A haploid model is introduced and analyzed in which intraspecific competition is incorporated within a density dependent framework. It is assumed that each genotype has a unique carrying capacity corresponding to the equilibrium population size when fixed for that type. Each genotypic fitness at a single multi-allelic locus is a function of a distinctive effective population size formed by adding the numbers of each genotype present, weighted by an intraspecific competition coefficient. As a result, the fitnesses depend upon the relative frequencies of the various genotypes as well as the total population size. Intergenotypic interactions can have a profound effect upon the outcome of the population. In particular, when the density effect of one individual upon another depends upon their respective genotypes, a unique stable interior equilibrium is possible in which all alleles are present. This stands in contrast to the purely density dependent haploid system in which the only possible stable state corresponds to fixation for the type with the highest carrying capacity.
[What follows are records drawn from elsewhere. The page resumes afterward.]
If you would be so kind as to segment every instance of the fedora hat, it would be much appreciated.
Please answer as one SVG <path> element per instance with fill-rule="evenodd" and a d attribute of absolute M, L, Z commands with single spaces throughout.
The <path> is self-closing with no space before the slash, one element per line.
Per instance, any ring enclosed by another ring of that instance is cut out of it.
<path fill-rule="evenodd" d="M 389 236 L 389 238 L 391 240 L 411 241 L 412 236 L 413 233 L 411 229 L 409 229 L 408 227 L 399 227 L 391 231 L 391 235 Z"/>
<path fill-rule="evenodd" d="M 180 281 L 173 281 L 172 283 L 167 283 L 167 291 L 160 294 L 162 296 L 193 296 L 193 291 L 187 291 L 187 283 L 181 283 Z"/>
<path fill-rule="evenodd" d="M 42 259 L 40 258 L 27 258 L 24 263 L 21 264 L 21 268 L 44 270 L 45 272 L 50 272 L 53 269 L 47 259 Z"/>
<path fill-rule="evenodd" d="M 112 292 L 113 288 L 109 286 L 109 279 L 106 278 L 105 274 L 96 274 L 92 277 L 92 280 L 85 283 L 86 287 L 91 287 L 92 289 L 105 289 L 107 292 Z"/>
In the present model selective advantage is determined by a balance between carrying capacity and sensitivity to density pressures from other genotypes. Fixation for the genotype with the highest carrying capacity, for instance, will not be stable if it exerts a sufficiently weak competitive effect upon the other genotypes. In the diallelic case, maintenance of both alleles at a stable equilibrium requires that the net intragenotypic competition between individuals of like genotype be stronger than that between unlike types. As for purely density regulated systems, there may be no stable equilibria and/or regular and chaotic cycling may occur. The results may also be interpreted in terms of a discrete time model of interspecific competition with each haplotype representing a different species.